External factors constantly affect your company and the sales, operational, marketing, staffing, and planning decisions you make on a day-to-day basis. No company operates in a vacuum; all are subject to environmental changes that are outside of their control. And while I wish this was an article about how to adjust those external factors to fit your business plan, that is rarely possible. Instead, what you can do is incorporate these factors into your decision-making process by incorporating them into your analytics and business intelligence.

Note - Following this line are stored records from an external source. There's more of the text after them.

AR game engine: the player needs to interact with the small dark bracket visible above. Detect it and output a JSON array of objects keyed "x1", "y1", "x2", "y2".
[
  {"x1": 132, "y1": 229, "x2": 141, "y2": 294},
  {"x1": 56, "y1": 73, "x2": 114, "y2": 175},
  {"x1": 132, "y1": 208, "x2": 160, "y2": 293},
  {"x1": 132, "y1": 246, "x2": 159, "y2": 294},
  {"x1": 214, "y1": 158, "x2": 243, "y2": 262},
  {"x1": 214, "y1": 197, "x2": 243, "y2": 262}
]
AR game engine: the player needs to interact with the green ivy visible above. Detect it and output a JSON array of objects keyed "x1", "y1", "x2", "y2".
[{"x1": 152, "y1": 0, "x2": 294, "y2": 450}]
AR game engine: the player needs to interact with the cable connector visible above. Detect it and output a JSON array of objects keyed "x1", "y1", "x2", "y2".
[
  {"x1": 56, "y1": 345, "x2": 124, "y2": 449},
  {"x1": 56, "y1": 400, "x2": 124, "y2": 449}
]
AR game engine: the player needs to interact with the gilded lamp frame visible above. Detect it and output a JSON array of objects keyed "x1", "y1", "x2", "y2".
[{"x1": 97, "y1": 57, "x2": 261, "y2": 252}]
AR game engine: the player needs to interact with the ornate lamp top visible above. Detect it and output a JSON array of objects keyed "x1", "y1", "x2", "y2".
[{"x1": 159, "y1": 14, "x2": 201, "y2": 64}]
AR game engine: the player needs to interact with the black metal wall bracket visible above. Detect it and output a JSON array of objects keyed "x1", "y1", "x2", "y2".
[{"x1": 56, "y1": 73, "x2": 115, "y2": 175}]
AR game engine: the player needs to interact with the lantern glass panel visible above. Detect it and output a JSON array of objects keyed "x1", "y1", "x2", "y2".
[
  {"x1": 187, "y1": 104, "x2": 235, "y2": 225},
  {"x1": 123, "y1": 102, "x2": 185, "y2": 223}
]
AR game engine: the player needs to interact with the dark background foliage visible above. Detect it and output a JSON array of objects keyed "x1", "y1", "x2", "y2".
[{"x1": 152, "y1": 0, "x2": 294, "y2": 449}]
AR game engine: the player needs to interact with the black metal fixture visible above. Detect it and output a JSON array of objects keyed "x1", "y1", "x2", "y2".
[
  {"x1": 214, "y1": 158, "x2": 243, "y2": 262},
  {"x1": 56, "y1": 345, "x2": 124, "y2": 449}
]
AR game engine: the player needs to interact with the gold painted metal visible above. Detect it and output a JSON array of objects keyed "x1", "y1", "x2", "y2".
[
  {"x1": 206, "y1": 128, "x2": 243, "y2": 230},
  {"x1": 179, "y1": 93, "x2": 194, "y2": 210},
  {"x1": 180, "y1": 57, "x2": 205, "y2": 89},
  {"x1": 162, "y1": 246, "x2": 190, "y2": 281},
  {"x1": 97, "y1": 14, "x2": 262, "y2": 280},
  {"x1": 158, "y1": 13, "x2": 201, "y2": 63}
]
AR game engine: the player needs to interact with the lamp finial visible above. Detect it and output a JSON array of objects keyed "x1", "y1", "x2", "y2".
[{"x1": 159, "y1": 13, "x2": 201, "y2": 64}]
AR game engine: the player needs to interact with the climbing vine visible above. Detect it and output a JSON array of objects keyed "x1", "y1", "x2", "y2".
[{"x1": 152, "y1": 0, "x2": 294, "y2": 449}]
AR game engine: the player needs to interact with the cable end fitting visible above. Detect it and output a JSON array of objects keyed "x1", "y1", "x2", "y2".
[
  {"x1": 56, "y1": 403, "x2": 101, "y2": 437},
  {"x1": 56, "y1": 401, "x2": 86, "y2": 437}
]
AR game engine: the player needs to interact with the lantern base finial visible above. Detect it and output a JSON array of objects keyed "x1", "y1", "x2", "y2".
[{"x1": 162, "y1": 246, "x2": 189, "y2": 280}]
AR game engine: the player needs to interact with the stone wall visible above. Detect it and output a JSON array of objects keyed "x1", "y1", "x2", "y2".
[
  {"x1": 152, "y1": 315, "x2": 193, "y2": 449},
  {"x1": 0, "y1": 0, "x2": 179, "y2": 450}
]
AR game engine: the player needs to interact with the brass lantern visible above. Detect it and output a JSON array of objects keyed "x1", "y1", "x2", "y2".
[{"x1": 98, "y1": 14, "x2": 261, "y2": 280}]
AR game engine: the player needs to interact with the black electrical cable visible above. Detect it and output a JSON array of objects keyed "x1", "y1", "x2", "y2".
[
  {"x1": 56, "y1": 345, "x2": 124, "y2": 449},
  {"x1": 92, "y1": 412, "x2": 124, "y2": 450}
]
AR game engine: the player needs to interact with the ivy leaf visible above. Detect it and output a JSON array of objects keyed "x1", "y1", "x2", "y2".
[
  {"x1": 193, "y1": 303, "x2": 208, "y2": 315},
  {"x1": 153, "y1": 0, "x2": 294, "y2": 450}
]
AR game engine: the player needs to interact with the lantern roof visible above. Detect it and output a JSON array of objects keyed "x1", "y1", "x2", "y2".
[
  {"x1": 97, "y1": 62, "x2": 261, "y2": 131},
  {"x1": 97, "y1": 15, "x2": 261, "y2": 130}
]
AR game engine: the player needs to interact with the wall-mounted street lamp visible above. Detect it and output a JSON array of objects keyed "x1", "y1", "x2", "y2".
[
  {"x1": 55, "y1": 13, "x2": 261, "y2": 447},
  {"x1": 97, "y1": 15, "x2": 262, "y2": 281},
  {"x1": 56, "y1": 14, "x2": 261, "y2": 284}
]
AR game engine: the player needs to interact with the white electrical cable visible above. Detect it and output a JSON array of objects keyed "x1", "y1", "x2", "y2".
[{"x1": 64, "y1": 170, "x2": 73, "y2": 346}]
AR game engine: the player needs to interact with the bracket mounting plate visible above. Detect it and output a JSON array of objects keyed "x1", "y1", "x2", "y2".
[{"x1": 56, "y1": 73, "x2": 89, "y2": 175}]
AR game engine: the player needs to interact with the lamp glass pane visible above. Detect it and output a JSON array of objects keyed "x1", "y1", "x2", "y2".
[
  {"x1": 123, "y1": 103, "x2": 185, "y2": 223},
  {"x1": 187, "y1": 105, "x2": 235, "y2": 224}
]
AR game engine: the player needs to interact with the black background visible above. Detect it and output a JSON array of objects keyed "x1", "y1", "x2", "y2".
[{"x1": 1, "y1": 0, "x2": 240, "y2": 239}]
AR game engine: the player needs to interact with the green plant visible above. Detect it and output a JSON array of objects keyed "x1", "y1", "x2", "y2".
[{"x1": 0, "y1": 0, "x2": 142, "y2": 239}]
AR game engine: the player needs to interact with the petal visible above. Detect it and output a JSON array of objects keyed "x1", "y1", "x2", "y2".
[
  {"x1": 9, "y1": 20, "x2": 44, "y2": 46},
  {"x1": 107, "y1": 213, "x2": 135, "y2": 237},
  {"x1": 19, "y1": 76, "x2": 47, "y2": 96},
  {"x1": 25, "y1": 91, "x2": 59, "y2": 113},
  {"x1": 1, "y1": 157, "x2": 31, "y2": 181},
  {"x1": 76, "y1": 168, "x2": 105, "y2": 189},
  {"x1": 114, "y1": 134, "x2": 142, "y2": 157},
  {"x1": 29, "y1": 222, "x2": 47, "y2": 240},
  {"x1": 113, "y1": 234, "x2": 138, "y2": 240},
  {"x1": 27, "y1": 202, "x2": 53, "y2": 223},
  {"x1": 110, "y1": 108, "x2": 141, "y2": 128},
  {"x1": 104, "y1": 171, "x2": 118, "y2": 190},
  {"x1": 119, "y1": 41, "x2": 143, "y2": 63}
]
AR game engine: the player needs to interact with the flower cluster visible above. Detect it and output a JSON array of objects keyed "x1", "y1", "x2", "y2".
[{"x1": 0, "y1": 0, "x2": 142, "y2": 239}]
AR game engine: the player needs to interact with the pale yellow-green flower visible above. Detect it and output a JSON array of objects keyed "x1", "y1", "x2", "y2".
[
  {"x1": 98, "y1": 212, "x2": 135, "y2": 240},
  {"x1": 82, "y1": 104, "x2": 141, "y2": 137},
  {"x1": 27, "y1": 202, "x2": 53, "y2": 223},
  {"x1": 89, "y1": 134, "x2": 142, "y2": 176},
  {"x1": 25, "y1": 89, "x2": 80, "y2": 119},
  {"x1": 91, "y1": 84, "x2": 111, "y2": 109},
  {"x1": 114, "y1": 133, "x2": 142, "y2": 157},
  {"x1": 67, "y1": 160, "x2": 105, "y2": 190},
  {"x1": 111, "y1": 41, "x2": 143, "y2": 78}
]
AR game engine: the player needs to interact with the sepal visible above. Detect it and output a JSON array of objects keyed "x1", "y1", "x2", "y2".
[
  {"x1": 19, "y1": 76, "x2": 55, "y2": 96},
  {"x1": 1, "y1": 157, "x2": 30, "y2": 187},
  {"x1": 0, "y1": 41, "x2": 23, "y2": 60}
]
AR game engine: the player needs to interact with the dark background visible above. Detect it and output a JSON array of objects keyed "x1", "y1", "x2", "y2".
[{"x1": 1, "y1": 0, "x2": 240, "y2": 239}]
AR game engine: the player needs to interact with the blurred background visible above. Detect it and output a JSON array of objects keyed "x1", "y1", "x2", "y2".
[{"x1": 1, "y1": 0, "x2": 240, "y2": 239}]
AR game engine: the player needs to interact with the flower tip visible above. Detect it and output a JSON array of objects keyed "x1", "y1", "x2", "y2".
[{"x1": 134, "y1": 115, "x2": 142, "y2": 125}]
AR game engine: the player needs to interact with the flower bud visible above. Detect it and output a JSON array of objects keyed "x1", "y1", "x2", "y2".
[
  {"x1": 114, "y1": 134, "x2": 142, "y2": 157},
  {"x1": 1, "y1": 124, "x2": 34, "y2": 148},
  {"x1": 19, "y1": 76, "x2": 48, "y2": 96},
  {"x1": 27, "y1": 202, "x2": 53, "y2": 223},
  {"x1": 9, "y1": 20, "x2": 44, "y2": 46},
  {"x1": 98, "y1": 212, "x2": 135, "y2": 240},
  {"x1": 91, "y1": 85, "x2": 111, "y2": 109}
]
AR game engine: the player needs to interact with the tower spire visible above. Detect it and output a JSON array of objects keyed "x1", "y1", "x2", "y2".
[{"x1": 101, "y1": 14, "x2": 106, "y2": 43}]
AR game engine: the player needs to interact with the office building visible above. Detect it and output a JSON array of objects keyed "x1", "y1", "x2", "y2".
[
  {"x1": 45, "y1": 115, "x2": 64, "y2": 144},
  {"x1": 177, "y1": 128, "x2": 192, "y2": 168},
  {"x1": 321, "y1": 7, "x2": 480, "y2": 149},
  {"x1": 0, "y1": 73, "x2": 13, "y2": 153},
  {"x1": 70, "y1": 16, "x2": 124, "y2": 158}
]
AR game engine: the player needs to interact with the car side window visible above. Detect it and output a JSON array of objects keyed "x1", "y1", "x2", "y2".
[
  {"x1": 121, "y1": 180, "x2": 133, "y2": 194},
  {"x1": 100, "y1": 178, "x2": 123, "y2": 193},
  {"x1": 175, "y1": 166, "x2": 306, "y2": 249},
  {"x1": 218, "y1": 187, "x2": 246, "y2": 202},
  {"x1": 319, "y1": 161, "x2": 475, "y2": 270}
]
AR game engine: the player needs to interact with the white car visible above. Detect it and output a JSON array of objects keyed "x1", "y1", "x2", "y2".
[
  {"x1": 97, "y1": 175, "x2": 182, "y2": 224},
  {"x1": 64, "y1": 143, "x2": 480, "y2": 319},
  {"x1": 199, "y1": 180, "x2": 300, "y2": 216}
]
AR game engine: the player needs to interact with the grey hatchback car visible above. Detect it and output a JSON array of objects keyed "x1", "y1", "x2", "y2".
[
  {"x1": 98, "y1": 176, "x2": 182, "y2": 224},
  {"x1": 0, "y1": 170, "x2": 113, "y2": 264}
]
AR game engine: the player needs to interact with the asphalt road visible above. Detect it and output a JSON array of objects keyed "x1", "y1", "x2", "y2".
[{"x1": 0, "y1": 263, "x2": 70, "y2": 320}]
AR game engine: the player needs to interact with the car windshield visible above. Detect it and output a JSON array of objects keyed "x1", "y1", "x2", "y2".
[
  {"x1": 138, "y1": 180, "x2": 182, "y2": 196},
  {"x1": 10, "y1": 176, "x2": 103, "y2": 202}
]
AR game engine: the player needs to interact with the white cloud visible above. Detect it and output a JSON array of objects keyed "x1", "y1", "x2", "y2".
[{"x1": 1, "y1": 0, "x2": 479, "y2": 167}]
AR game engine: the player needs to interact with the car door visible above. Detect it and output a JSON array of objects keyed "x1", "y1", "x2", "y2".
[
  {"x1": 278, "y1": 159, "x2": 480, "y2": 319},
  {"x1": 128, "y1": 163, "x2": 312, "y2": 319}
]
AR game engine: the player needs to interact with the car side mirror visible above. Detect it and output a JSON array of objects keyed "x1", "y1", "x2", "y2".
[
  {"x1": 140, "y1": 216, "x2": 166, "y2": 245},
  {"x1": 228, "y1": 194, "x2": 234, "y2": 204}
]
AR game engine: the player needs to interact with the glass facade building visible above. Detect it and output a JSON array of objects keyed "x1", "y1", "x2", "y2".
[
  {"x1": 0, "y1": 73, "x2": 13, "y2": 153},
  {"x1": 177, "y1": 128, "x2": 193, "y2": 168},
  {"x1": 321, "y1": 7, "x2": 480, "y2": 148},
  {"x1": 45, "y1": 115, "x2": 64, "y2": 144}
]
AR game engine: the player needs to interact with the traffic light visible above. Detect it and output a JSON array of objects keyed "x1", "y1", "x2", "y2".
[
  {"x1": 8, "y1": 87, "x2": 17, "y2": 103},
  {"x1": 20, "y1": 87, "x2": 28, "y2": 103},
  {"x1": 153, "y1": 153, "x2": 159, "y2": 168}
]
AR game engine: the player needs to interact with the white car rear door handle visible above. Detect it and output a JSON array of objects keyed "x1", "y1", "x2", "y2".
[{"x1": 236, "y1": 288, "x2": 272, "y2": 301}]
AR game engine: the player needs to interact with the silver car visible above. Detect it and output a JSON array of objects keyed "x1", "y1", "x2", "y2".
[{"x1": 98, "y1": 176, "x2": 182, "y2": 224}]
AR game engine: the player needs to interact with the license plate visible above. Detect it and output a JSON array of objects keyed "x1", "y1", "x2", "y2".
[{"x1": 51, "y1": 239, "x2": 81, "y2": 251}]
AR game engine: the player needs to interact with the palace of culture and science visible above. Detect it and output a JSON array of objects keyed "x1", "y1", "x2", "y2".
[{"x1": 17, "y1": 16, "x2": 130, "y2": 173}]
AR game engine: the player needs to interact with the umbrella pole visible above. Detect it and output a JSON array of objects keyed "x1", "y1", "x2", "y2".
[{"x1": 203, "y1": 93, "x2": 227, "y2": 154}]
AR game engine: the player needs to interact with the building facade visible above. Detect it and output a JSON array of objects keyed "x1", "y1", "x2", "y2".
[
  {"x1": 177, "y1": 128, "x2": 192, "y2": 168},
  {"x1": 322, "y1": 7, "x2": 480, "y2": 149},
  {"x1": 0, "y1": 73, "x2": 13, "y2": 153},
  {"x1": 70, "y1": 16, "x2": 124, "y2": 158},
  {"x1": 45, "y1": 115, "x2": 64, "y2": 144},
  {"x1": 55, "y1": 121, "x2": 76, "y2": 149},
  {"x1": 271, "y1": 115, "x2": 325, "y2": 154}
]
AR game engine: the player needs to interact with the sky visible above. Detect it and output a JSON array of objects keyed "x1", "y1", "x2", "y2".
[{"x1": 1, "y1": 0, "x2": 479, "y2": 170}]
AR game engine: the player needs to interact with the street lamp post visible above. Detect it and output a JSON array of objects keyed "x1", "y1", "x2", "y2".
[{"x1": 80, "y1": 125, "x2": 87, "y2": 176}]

Most companies have turned to data analytics, statistical modeling, prescriptive analytics, and artificial intelligence to inform business decisions; but many models are built only from internal data, analyzing how these internal components are trending over time or seasons. When models don’t account for the complexities of external events, there is potential for false positives or negatives and result in a lack of comprehensive understanding of the causes of these outcomes. Therefore, control data is an incredibly important, but often overlooked, component of applied data science.
What is Control Data?
Control data is data about external factors that impact the outcome of variables in a model. Control data is often referred to as external data or third-party data. Using control data in a model allows data scientists to figure out which factors outside of the business have affected outcomes in the past, map out the correlation between those factors, and inform how the business may perform in the future due to these same factors. Of course, correlation does not always prove causation, so it is important for humans (rather than solely AI) to analyze information for a deep understanding of how and why these factors have a correlation in the first place.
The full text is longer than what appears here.